Phoenix.Route.route_info/4.

akoutmos · July 17, 2019, 11:08pm

Sure thing. The following code is not optimal as it needs to iterate over the routes list until it finds the relevant route, but I think it will demonstrate what I am talking about. Using the Prometheus Plug https://github.com/deadtrickster/prometheus-plugs I do the following when defining the PipelineInstrumenter

defmodule MyApp.PipelineInstrumenter do
  use Prometheus.PlugPipelineInstrumenter
  require Logger

  def label_value(:request_path, conn) do
    phx_controller = conn[:private][:phoenix_controller]
    phx_action = conn[:private][:phoenix_action]

    route =
      MyAppWeb.Router.__routes__()
      |> Enum.find(fn route ->
        route.plug == phx_controller and route.plug_opts == phx_action
      end)

    case route do
      %Phoenix.Router.Route{path: path} ->
        path

      _ ->
        Logger.warn("Could not resolve Phoenix Route for '#{conn.request_path}'")
        "invalid_route"
    end
  end
end

The nice thing about this is that it normalizes the request path label in Prometheus to the route with the route variables stripped. For example /posts/e6f9b384-5f74-4d8e-a123-36557d6a307a will get normalized to /posts/:id which is important in Prometheus as you don’t want labels to have a high cardinality of values. In addition, given that we log the invalid request, we can then look to our logging solution if we see spikes in Grafana for suspicious requests.

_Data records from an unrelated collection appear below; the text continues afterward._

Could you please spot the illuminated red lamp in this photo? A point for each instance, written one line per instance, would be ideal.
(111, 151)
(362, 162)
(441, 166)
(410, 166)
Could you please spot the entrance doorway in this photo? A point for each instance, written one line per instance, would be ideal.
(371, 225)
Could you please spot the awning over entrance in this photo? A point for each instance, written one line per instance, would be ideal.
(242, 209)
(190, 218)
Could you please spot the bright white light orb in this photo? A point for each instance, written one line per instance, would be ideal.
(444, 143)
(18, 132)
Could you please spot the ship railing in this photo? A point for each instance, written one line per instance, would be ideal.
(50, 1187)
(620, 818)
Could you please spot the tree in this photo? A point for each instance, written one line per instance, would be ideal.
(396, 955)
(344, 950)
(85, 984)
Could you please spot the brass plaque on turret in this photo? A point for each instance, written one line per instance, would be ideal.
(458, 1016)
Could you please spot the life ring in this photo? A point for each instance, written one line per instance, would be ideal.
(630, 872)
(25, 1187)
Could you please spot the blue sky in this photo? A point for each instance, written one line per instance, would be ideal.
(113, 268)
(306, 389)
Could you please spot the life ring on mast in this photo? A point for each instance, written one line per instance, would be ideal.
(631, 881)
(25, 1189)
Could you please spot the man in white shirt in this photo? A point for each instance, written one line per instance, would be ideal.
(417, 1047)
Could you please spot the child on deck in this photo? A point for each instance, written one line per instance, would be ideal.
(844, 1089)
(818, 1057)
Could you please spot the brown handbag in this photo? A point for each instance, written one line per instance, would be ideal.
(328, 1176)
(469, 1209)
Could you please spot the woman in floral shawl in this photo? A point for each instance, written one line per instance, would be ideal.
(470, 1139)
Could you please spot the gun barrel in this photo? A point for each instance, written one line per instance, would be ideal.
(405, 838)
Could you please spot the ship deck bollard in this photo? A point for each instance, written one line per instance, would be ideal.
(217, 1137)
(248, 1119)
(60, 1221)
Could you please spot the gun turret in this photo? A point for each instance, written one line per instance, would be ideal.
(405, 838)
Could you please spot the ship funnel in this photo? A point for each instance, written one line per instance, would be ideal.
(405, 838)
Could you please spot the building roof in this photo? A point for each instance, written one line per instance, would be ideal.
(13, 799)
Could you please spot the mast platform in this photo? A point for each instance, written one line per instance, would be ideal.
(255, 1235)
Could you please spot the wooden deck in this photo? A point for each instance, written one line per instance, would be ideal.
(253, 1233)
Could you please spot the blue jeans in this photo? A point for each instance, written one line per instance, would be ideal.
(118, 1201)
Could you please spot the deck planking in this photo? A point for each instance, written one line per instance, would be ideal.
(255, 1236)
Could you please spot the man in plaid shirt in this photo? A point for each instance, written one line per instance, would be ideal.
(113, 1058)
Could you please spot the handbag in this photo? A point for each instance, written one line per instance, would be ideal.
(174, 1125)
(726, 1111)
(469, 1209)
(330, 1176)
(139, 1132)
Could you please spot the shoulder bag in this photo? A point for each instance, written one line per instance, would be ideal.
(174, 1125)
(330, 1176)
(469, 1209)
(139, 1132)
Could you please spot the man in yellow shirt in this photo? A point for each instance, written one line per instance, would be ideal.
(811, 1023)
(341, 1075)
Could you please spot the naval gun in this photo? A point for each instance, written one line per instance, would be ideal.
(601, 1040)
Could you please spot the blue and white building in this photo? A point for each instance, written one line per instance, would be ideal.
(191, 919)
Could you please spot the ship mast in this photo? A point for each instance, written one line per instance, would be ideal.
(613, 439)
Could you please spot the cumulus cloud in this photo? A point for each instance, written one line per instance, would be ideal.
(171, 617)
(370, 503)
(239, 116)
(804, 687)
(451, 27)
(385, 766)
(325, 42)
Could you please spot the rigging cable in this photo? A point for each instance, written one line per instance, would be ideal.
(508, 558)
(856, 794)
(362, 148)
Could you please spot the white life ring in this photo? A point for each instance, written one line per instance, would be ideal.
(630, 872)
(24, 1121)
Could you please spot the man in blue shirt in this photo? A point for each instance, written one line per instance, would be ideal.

akoutmos · July 17, 2019, 11:15pm

That’s awesome! Thanks!!

Phillipp · July 18, 2019, 8:44am

I created a simple honeypot that logs all requests. I also bootstrapped the Elixir lib that will contain them. I will keep you updated on the progress. Right now I have over 120 suspicious requests and hope I can capture a lot more.